Research is going on to come up with more reliable technologies for voice and handwriting recognition by computers. Obviously, these involve specialized input devices.

Output devices can be of two kinds; those that produce hard copy (information recorded permanently on a medium like paper or microfilm,) or soft copy, e.g. display output.

There are two kinds of display devices: Display terminals, which are combined input/output devices consisting of a display device and a keyboard, and monitors, which consist only of a screen. The highlighting symbol which appears on the screen position where the next character typed in from the keyboard will appear is called the cursor. The resolution of a display device is a measure of the 'sharpness' of the image on the screen. Images are formed by lighting up tiny dots called pixels ('picture elements') on the screen. If a screen has more pixels per unit area, its image will be clearer, i.e. its resolution will be high. Resolutions of 640 by 480 (meaning that there are 480 rows covering the screen, each containing 640 pixels) are typical.
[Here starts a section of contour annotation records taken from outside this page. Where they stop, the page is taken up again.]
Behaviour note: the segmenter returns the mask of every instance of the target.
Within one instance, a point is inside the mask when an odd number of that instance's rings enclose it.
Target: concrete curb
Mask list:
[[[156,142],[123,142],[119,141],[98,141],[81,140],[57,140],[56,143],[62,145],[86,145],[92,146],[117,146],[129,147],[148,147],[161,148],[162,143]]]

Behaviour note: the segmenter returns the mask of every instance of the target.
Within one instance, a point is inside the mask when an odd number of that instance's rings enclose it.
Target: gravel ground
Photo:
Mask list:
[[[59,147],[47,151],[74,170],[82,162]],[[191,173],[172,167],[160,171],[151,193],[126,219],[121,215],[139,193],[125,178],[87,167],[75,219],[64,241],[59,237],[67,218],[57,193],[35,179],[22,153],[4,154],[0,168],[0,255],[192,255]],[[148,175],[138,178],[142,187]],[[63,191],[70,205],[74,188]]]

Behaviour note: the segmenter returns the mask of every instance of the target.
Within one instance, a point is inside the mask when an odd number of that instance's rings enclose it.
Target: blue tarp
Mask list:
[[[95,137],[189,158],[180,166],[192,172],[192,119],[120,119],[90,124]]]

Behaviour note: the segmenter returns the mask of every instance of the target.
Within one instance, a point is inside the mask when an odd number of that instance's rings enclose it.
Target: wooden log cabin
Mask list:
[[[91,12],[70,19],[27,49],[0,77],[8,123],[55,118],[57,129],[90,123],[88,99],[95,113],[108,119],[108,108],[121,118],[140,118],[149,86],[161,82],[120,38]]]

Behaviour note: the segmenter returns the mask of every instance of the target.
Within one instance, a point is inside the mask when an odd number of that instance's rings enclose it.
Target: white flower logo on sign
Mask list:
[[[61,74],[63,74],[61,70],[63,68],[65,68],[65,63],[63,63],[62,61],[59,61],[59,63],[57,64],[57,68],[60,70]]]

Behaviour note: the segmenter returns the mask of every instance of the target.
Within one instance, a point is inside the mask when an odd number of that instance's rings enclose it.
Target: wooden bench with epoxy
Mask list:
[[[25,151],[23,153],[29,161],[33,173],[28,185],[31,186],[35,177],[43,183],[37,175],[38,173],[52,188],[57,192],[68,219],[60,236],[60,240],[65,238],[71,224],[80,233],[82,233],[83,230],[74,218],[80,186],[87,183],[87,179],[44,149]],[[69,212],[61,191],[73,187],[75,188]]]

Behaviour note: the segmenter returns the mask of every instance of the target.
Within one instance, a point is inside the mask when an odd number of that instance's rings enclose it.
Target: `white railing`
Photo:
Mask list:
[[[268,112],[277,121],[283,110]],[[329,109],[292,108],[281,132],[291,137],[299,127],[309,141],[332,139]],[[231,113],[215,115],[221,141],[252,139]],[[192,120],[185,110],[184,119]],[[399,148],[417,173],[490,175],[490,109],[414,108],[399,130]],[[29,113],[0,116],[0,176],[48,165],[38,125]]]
Display devices can be monochrome (i.e. have only one foreground color,) or color (i.e. with eight or more colors on the screen at the same time.)

Display devices can be CRT's (cathode-ray tubes) which employ the same picture-generating technology as standard TV sets, or flat-panel displays, which are slimmer, employing newer technologies.

Impact printing is a conventional printing technology where the images on the paper are formed by a metal hammer which causes an ink ribbon to come into contact with the paper. In printers using a solid-font mechanism, the shapes of all the characters that the printer can output are embossed on metal, and the printer selects and strikes the appropriate character according to the signal it receives from the computer. Impact dot-matrix printers have a single print head which contains one or more vertical rows of pins, some of which are activated to form part of the image currently being printed. Unlike the solid-font approach, each character printed by a dot-matrix printer is a combination of several dots of ink.

In nonimpact printing, there is no physical contact between the printing mechanism and the paper. Different methods of nonimpact printing are electrothermal printing, used by fax machines, which involves burning the images onto a special kind of paper, ink-jet printing, where small dots of electrically charged ink are sprayed onto the paper, and laser printing, in which a laser beam is used to charge parts of a platen, toner gets 'stuck' to these charged parts, and the paper is pressed to this platen to form the image. All these employ the dot-matrix idea, so practically any image can be produced using them.

If great amounts of data are to be printed, one needs high-speed printers, like line printers, which can print a line at a time, or page printers, which can produce a page at a time. These are capable of delivering hundreds of pages per minute.

Plotters are output devices whose primary purpose is to produce graphic output such as charts, maps, etc.

Voice-output devices enable the computer to produce words in natural language; as of 1998, the quality of the speech produced is not excellent.

Film recorders are cameralike devices which record computer-generated images directly onto film media.

Many other specialized input and output devices are available.